SECTION 5. A quorum of the Board for the transaction of business is at least four directors.
SECTION 6. The Board of Directors is the governing body of the Association, when the convention is not in session. All matters affecting the policies, aims, and means of accomplishing the purposes and objectives of this association, not specifically provided by these bylaws or by action of the members at a convention shall be decided by the Board of Directors, which shall meet at the call of the President, or at such times as seem expedient to a majority of the Board of Directors.

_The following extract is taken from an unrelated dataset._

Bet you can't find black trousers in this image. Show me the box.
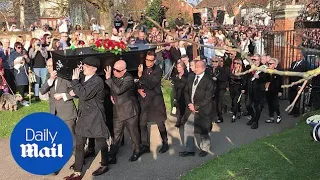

SECTION 7. The Board of Directors shall have the authority to hire a staff, or retain those persons or organizations reasonably needed to administer and execute the business and objectives of this association.
Article VII - Revenue
The chief source of revenue of this association shall be the dues as provided in Article VIII. No increase in dues shall be levied except by a majority vote of the members in person or by proxy voting at the convention. The Board of Directors shall have the authority to temporarily decrease or suspend dues. Special assessments shall be levied only by a majority vote of the members in person or by proxy voting at the convention.
Article VIII - Dues
SECTION 1. Dues for members shall be levied at $16 biweekly to be obtained through payroll deductions or advance payment. Dues shall be deposited in bank accounts determined by the Board of Directors. Increases or decreases in dues shall be determined according to Article VII
SECTION 2. Rebates to "Fairshare members" of the bargaining unit shall follow the procedure required by law. The notice to all nonmember fairshare payers shall be updated annually by the Treasurer.
Article IX - Amendments
These bylaws may be amended by either of two following methods:
A. Any member proposing an amendment shall submit the proposal in writing to the Board of Directors at least 30 days prior to the convention at which a vote is to be taken. The proposed amendments and the recommendations of the Board of Directors shall be submitted to the members at the convention. Except as provided in Article VII, a two-thirds vote of the members voting in person or by proxy at the convention shall be necessary for adoption.
B. A proposed amendment which is not submitted to the Board of Directors at least 30 days prior to the convention may be initiated at the convention upon the consent of a majority of the members present. Except as provided in Article VII, a two-thirds vote of the members voting in person or by proxy at the convention shall be necessary for adoption.
Article X - Committees
SECTION 1. The Board of Directors shall appoint such committees as are necessary to conduct the business of the Association, including a bargaining committee and a grievance committee. The Board of Directors shall determine tie compensation of the chair and members of each committee.
SECTION 2. Compensation may be paid to persons assisting bargaining and shall be based on the difficulty of bargaining and the contribution of each person to bargaining as determined by the Board of Directors. Compensation may be paid to such persons whether or not they are members of the Board of Directors.
SECTION 3. The grievance committee shall not authorize the expenditure of association funds for specific grievances without the prior approval of the Board of Directors. Where funds are not approved, a member may proceed at his/her own expense and appeal to the membership for reimbursement at the next regular convention of the association.